Venezia 69. Passion, la recensione

Christine (Michelle McAdams) e Isabelle (Noomi Rapace), lavorano gomito a gomito in un’azienda di marketing. Mentre la seconda è una brillante pubblicitaria, la prima è il suo capo che non perde occasione per rubarle le idee migliori. Tra le due si sviluppa così uno strano rapporto dalla facciata amichevole, ma dal fondo sempre più competitivo. Isabelle, incoraggiata dalla sua assistente Dani (Karoline Herfurth), alza il tiro contro Christine, che dopo poco viene uccisa da un misterioso assassino con indosso un’inquietante maschera. Il ritorno a Venezia di Brian De Palma con un thriller, il genere che più lo rappresenta, non è stato molto gradito dalla stampa, che ha definito Passion un film freddo, tanto che molti hanno sostenuto che il regista americano farebbe meglio a prendersi una lunga pausa. Si tratta di giudizi un po’ troppo frettolosi: Passion non è un banale remake di Crime d’amour, diretto nel 2010 da Alain Corneau, ma contiene in sé un lavoro di rielaborazione complesso di molti temi e codici depalmiani: il doppio fisico e mentale presente in Body Double e Sisters, lo split screen utilizzato per delineare un’atmosfera di suspense e confondere lo spettatore in un momento cruciale del film, la riflessione sulla figura della donna, che attraversa tutta la filmografia thriller di De Palma.

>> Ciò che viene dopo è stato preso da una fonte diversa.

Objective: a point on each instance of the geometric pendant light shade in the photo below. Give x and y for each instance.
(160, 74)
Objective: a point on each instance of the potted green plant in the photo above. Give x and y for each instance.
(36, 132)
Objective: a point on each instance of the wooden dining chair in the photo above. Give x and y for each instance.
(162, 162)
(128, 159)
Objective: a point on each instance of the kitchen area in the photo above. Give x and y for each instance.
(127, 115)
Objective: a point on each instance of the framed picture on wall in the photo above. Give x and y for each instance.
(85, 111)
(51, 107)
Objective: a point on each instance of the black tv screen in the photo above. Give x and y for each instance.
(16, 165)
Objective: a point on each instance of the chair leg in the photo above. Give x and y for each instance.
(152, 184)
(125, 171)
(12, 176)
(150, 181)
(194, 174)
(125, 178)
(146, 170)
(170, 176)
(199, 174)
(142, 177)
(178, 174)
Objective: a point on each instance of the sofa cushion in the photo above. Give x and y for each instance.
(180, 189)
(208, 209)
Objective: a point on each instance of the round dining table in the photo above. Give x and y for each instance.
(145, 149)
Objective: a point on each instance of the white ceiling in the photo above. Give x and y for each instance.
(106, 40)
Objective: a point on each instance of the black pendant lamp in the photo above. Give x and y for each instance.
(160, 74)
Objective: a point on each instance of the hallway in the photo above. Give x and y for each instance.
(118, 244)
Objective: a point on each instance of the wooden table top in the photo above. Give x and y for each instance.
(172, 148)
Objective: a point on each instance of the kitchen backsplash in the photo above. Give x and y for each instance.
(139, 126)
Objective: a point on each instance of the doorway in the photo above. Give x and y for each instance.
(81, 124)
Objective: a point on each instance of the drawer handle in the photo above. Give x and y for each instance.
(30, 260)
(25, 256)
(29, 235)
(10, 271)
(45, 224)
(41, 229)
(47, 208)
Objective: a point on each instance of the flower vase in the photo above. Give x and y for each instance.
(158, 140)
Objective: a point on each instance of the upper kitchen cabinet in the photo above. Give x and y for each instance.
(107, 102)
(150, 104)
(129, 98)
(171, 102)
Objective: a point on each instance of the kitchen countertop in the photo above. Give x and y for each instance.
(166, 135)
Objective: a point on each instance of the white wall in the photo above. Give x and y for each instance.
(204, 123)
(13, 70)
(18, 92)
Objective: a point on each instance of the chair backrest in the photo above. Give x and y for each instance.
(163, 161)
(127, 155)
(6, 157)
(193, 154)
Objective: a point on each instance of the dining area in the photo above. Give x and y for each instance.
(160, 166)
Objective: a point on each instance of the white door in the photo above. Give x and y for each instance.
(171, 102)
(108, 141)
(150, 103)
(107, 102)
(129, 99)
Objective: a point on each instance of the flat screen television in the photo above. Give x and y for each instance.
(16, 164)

Lo stesso Brian ha definito quest’opera “un film con e per donne”, rendendo manifesto il suo intento: portare a termine la sua riflessione sull’universo femminile, che negli anni ’80 considerava la donna l’oggetto del desiderio maschile, mentre oggi la considera, nel caso in cui entri in gioco un potere forte, causa della rovina di se stessa e fulcro delle perversioni peggiori del nostro secolo. Detto ciò, pare superficiale definire Passion un’opera misogina, sarebbe più giusto concentrare la discussione sul grande senso di colpa che emerge da questo film. L’aspetto tecnico è forse più interessante della trama:  dopo ventidue anni, ossia dall’epoca di Raising Cain, ritroviamo un De Palma padrone della macchina da presa, che usa come un pennello nelle sue mani. Notevole l’incastro della narrazione tra la realtà e il sogno. L’uso dello split screen è un’emozione ritrovata, in cui Brian unisce le immagini di un balletto contemporaneo (Il pomeriggio di un fauno su musiche di Debussy) a quelle dell’omicidio. La particolarità sta nel fatto che l’allungamento dell’una o dell’altra parte dello schermo crea confusione proprio nel momento dell’omicidio.Le musiche di Pino Donaggio confermano il sodalizio artistico che lo lega a De Palma da anni e conferiscono la giusta atmosfera prima serena, poi via via sempre più cupa e ansiogena. Infine la fotografia è stata affidata José Luis Alcaine, uomo aficionado di Almodòvar, con grande esperienza nel cogliere la bellezza delle donne. Colpisce l’interpretazione della McAdams, calatasi perfettamente nei panni della donna bipolare dal fascino algido. Deludente invece Noomi Rapace, sempre monocolore in un ruolo non troppo complicato.